Abdülhamit “meşrutiyet” diye adlandırılan “anayasal monarşı” rejiminin ilanıyla birlikte iktidara geldi. Anayasal monarşi, “mutlak monarşiye” göre, “ileri” bir adımdı. Çünkü Padişahın “yetkilerini anayasayla sınırlandırıyordu.”
“Anayasal faşizme” gelince, burada “anayasa dışı faşizme” göre ne ileri ve ne de geri bir adım söz konus değildir. Hitler faşizmi de bir tür “anayasal faşizmdi”. Onun hükmettiği tarihsel dönem boyunca, Almanya tarihinin en ilerici anayasası diye tanımlanan “Weimar” anayasası “resmen” yürürlükte kalmıştı. Ancak Hitler’e verilen ve bizdeki “Kanun Hükmünde Kararname” yetkisine benzer yetkiler yüzünden bu anayasa fiilen yürürlükten kalkmıştı.

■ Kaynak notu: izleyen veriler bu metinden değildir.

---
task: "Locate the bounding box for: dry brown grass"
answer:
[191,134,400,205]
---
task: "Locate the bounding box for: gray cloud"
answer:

“Evet” çıkarsa, Türkiye tıpkı Hitler Almanyası gibi “anayasal faşist” bir rejime mahkum edilecek. Hatırlayacak olursak, Erdoğan tastamam Hitler Almanyasını örnek göstererek “tek adam” rejimini savunmuştu.
Ancak, “evet” çıkması durumunda mevcut rejimde “anayasal kılıf” dışında bir değişiklik olmayacaksa da, bu rejim karşısında yer alan güçlerin tutumlarında çok ciddi değişiklikler olacak. İçerideki demokrat, liberal, Alevi, özgürlükçü Müslüman ve sol güçler açısından, demokrasi mücadelesinin en son “barışçı” yolu kapanmış olacak. Bu yol Kürt sorununun çözümünde, zaten Dolmabahçe Mutabakatının tasfiye edilmesiyle birlikte kapanmıştı. Buna karşılık, özellikle CHP çevrelerinde ve liberal çevrelerde demokrasiye barışçı geçiş umutları hala canlıydı. Meydana gelecek en büyük değişiklik işte budur: Hem Kürt sonununda çözüm, hem Ortadoğu’da barış, hem de Türkiye’de demokrasi için her türlü “barışçı, yasal ve parlamenter” yollar ya tümüyle yok olacak ya da yok olmasa bile işe yaramaz hale gelecek.
Geçtiğimiz günlerde KCK Yürütme Konseyi Eşbaşkanı Cemil Bayık, AKP ve Saray iktidarının savaşı bütün alanlara yaydığını, bu durumda kendilerinin de savaşı AKP’nin yaydığı alanlarda “kabul edeceğini”, saldırılara aynıyla karşılık verileceğini açıkladı.
Kürdistan açısından “evet çıkarsa ne olur, hayır çıkarsa ne olur” sorununun anlamı yoktur. Kürdistan’da “hayır” mutlak bir gerçekliktir. Bu açıdan bakıldığı zaman, eğer “Kürdistan’da çıkan hayıra karşı, Batıda “evet” çıkması, olağanüstü bir sonuç doğurur. Ve bu sonuç “genel seçimlerde” Kürdistan’da HDP’nin, Batıda AKP’nin kazanmasına benzemez. Referandum’da söz konusu olan Anayasadır ve Türk çoğunluğunun kabul ettiği bir anayasayı Kürdistan’ın reddetmiş olması, “ortak vatanda” birlik imkanını havaya uçurur. Kürdistan’a “anayasal faşizmi” zorla dayatmak mümkün olmayacaktır.
“Hayır” çıkması durumunda ise AKP açısından “sonun başlangıcı” gündeme gelecek. Referandumda yenik düşmenin getirdiği panikle, AKP zirvesinde ve bürokrasi içinde var olan, ancak örtülen bütün çelişkiler açığa çıkacak. Daha da önemli olan, mevcut Erdoğan faşizmi “anayasal zırhtan” yoksun kalacağı için, onun “faşist dikta” yolunda yürümesi, yürürlükteki anayasayı çiğnemeye devam etmesi, ona karşı yalnız Türkiye’deki demokrasi güçlerinin “direnme hakkını” doğurmakla kalmaz, aynı zamanda uluslararası alanda şimdiki tecrit durumunun yepyeni yaptırımlarla derinleşmesine ve bunun sonucunda da rejimin çöküşüne yol açar.
Hem Batının, hem de Kürdistan’ın “Ortak çoğunluğu” sağlamaları, yani “hayırda birleşmeleri”, PKK Önderinin tüm halklara önerdiği “demokratik cumhuriyet ve demokratik ulus” programının hayata geçmesi şartlarını olgunlaştırır.
Özetle “Evet” çıkması, sonunda Türkiye’nin yıkıma sürüklenmesine, bölünmesine ve kanlı çatışmalarla ağır bedeller ödemesine bizi sürükler. Hayır ise Erdoğan diktasını daha az sancılı bir süreç içinde tasfiye ederek, Türkiye’de demokrasi, çözüm ve barış yolunu açar.